Als wir unsere Blicke dann abwendeten, entdeckten wir eine riesige Menschenmenge, die sich vor einer kleinen Bühne versammelt hatte. Allerdings konnte man diese dahinter nur erahnen, denn man hörte eine noch unbekannte Stimme. Unsere Neugier trieb uns dazu etwas zu tun, was ziemlich ungewöhnlich ausgesehen haben muss. Kurzerhand entschieden wir uns nämlich, der leichtesten durch eine mehr oder weniger stilvolle bzw. stabile Hebefigur auf den Schultern einen Überblick zu verschaffen. Von oben schoss sie ein paar Fotos und teilte uns erst mal mit, WER da überhaupt auf der Bühne stand – der erfolgreichste Newcomer der Comedyszene: Luke Mockridge!

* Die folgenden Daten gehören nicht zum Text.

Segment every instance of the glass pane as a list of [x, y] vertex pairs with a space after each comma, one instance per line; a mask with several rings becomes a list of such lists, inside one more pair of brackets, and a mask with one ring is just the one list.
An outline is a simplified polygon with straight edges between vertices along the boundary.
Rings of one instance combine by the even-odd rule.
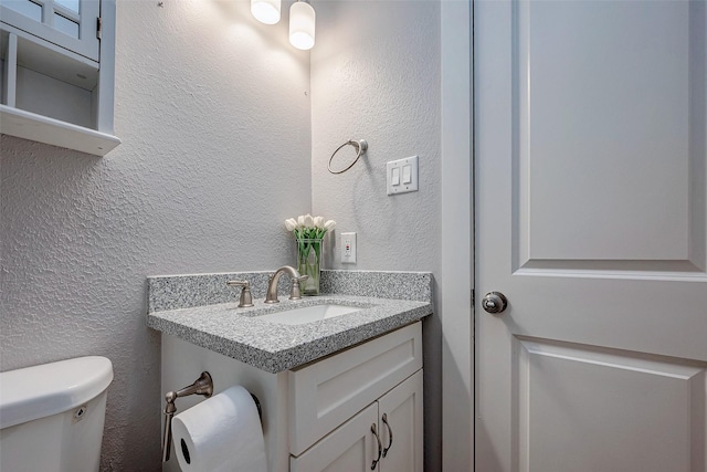
[[78, 13], [78, 0], [54, 0], [54, 2]]
[[2, 6], [30, 17], [34, 21], [42, 22], [42, 7], [30, 0], [2, 0]]
[[78, 23], [68, 20], [59, 13], [54, 13], [54, 28], [72, 38], [78, 38]]

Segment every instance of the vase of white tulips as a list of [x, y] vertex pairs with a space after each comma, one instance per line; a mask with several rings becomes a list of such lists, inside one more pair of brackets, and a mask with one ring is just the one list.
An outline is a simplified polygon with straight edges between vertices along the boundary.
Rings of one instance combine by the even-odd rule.
[[285, 220], [285, 228], [297, 240], [297, 271], [308, 275], [302, 289], [303, 295], [319, 295], [319, 273], [321, 271], [321, 240], [334, 229], [336, 221], [324, 221], [323, 217], [300, 214], [297, 219]]

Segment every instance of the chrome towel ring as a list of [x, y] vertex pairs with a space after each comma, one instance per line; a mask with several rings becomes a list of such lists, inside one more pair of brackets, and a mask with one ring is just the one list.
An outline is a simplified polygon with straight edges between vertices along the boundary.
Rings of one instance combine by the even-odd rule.
[[[351, 145], [351, 146], [357, 148], [356, 159], [354, 159], [354, 161], [351, 164], [349, 164], [349, 166], [344, 170], [331, 170], [331, 160], [334, 159], [334, 156], [336, 156], [336, 154], [339, 150], [341, 150], [341, 148], [344, 146], [346, 146], [346, 145]], [[336, 150], [334, 151], [334, 154], [331, 155], [331, 157], [329, 158], [329, 164], [327, 165], [327, 168], [329, 169], [329, 172], [331, 172], [331, 174], [344, 174], [344, 172], [346, 172], [351, 167], [354, 167], [354, 165], [356, 162], [358, 162], [358, 158], [361, 157], [363, 154], [366, 154], [367, 150], [368, 150], [368, 143], [366, 143], [366, 139], [359, 139], [359, 140], [349, 139], [349, 140], [347, 140], [341, 146], [337, 147]]]

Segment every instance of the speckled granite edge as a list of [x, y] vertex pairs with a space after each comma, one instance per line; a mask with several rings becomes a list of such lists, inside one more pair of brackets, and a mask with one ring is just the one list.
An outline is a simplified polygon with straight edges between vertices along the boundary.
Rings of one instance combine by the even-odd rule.
[[[362, 310], [302, 325], [260, 318], [266, 313], [323, 303]], [[283, 301], [277, 306], [258, 301], [253, 308], [236, 308], [235, 303], [228, 303], [148, 313], [147, 325], [274, 374], [355, 346], [431, 313], [432, 305], [425, 302], [324, 295]]]
[[[196, 306], [232, 303], [240, 290], [225, 283], [246, 280], [254, 298], [265, 297], [272, 271], [231, 272], [190, 275], [158, 275], [147, 277], [148, 313]], [[372, 296], [379, 298], [432, 301], [432, 273], [323, 270], [321, 293]], [[279, 283], [278, 293], [286, 295], [288, 284]]]
[[323, 270], [323, 293], [432, 302], [431, 272]]

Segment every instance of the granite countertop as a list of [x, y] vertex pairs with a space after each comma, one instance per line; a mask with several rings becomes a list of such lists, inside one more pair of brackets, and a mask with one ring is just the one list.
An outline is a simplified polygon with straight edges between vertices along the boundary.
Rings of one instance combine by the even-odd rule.
[[[260, 296], [263, 274], [267, 273], [148, 277], [147, 325], [265, 371], [279, 373], [432, 314], [432, 279], [429, 273], [323, 271], [323, 289], [334, 289], [336, 293], [298, 301], [289, 301], [286, 294], [281, 294], [281, 303], [274, 305], [266, 305]], [[214, 282], [214, 279], [218, 280]], [[228, 279], [257, 281], [252, 287], [254, 307], [238, 307], [236, 292], [222, 289]], [[367, 283], [374, 283], [378, 290], [370, 291]], [[381, 290], [381, 283], [387, 283], [390, 290]], [[233, 302], [199, 304], [199, 296], [193, 298], [189, 292], [193, 286], [200, 287], [199, 293], [204, 300], [219, 300], [213, 293], [204, 293], [209, 287], [218, 287], [214, 290], [223, 290]], [[360, 296], [361, 292], [377, 296]], [[173, 303], [175, 300], [178, 303]], [[299, 325], [260, 318], [260, 315], [321, 304], [361, 310]]]

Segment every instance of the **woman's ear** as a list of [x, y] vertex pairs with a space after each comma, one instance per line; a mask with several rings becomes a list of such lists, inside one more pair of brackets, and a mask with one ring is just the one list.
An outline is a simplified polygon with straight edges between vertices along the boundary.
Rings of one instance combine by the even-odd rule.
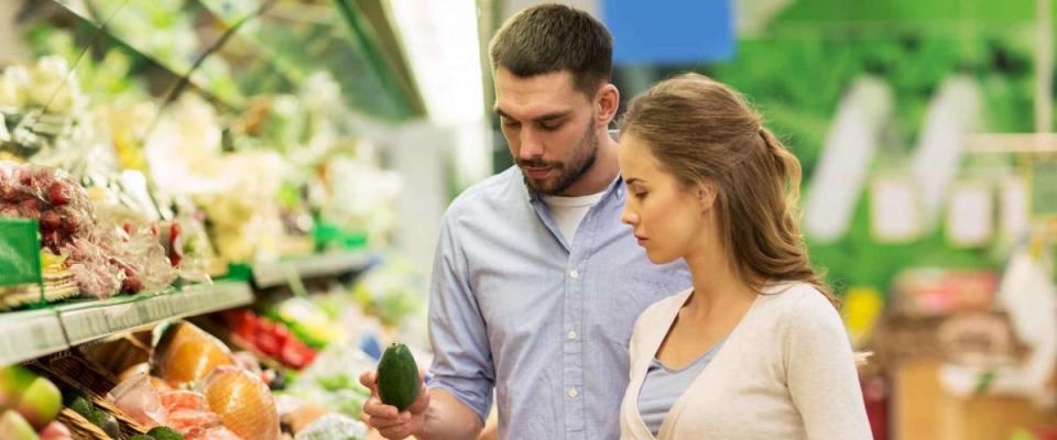
[[700, 205], [701, 213], [708, 212], [716, 206], [718, 189], [713, 182], [701, 182], [695, 187], [697, 191], [697, 202]]

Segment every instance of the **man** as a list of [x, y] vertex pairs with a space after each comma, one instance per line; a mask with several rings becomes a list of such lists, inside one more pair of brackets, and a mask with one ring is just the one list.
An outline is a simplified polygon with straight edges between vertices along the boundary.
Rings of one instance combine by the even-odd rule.
[[[408, 410], [364, 404], [390, 439], [472, 439], [499, 405], [501, 439], [614, 439], [639, 314], [689, 286], [621, 224], [608, 127], [612, 37], [582, 11], [522, 11], [490, 45], [495, 112], [516, 166], [445, 213], [429, 304], [436, 355]], [[360, 381], [374, 389], [375, 374]]]

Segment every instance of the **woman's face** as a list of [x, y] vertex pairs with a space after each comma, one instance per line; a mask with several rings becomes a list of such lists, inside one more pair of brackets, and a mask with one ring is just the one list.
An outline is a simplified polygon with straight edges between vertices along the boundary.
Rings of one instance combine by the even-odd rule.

Er stellte sein neues Buch „Mathe ist ein Arschloch“ vor.
Von unten lauschten wir seinen coolen Sprüchen und kamen aus dem Lachen nicht mehr raus. Schon mit seiner ersten Aussage: „DEUTSCH für die meisten eine Fremdsprache, ne?“ erhielt er von fast allen Zuhörern, welche natürlich zum Großteil Schüler waren, zustimmendes Gelächter. Unter anderem erzählte er uns von verschiedenen Schülertypen, die (leider) schon seit seiner Schulzeit existieren, wie den „Hochbegabten“, den „Meine-Eltern-halten-mich-für-einen-Hochbegabten“ oder die “Ich-fang-an-zu-heulen-weil-ich-ne-2 minus-geschrieben-hab“. Am meisten traf er mit den Zitaten aus seinem Buch den Nerv der geplagten Schüler, bei denen es sich um wahrheitsgemäße, urkomisch schuluntypische Tatsachen handelte. Denn man wird nie jemanden sagen hören „ Ich finde die Schulklos hygienisch hochwertig und voll funktionsfähig.“ Wir waren so begeistert, dass sich 3 von uns opferten, um sich durch die zur Bühne strömende Masse der begeisterten Fans zu kämpfen und ein Autogramm zu erhaschen. Dies gelang uns glücklicherweise auch, kurz bevor die Buchmesse-Manager ihn und uns von der Bühne schmissen.
Selbst im Bus auf der Heimfahrt waren wir noch in Gedanken bei dem charmanten Comedian, der seine Buchvorstellung mit dem wohl bekanntesten Lehrerspruch aller Zeiten schloss: „Nicht die Klingel beendet den Unterricht, ICH beende den Unterricht!“

 

Mehr als nur Theater

Schüler der Klassenstufe 11 erlebten am 17. März 2014 im Staatsschauspiel Dresden eine großartige Inszenierung des Stückes „Corpus Delicti“ von Juli Zeh

Juli Zeh entwirft in „Corpus Delicti“ das Science-Fiction-Szenario einer Gesundheitsdiktatur irgendwann im 21. Jahrhundert. Sie zeichnet ein System, das alle und alles kontrolliert. Gesundheit ist zur höchsten Bürgerpflicht geworden. Die „Methode“ verlangt ein festes Sportpensum ebenso wie die Abgabe von Schlaf- und Ernährungsberichten. Buchstäblich über jeden Schritt seiner Bürger ist dieser Staat informiert. So auch über Mia Holl, die sich nach dem Selbstmord ihres Bruders vor einem Schwurgericht verantworten muss.
In einer Gesellschaft, in der die Sorge um den Körper alle geistigen Werte verdrängt hat, reicht diese Innenausstattung aus, um als gefährliches Subjekt eingestuft zu werden. Mia Holl gerät ins Visier des Systems, und plötzlich geht es um mehr als um das nicht geleistete Sportpensum: Es soll bewiesen werden, dass ihr Bruder, verurteilt wegen einer angeblichen Vergewaltigung, unschuldig ist.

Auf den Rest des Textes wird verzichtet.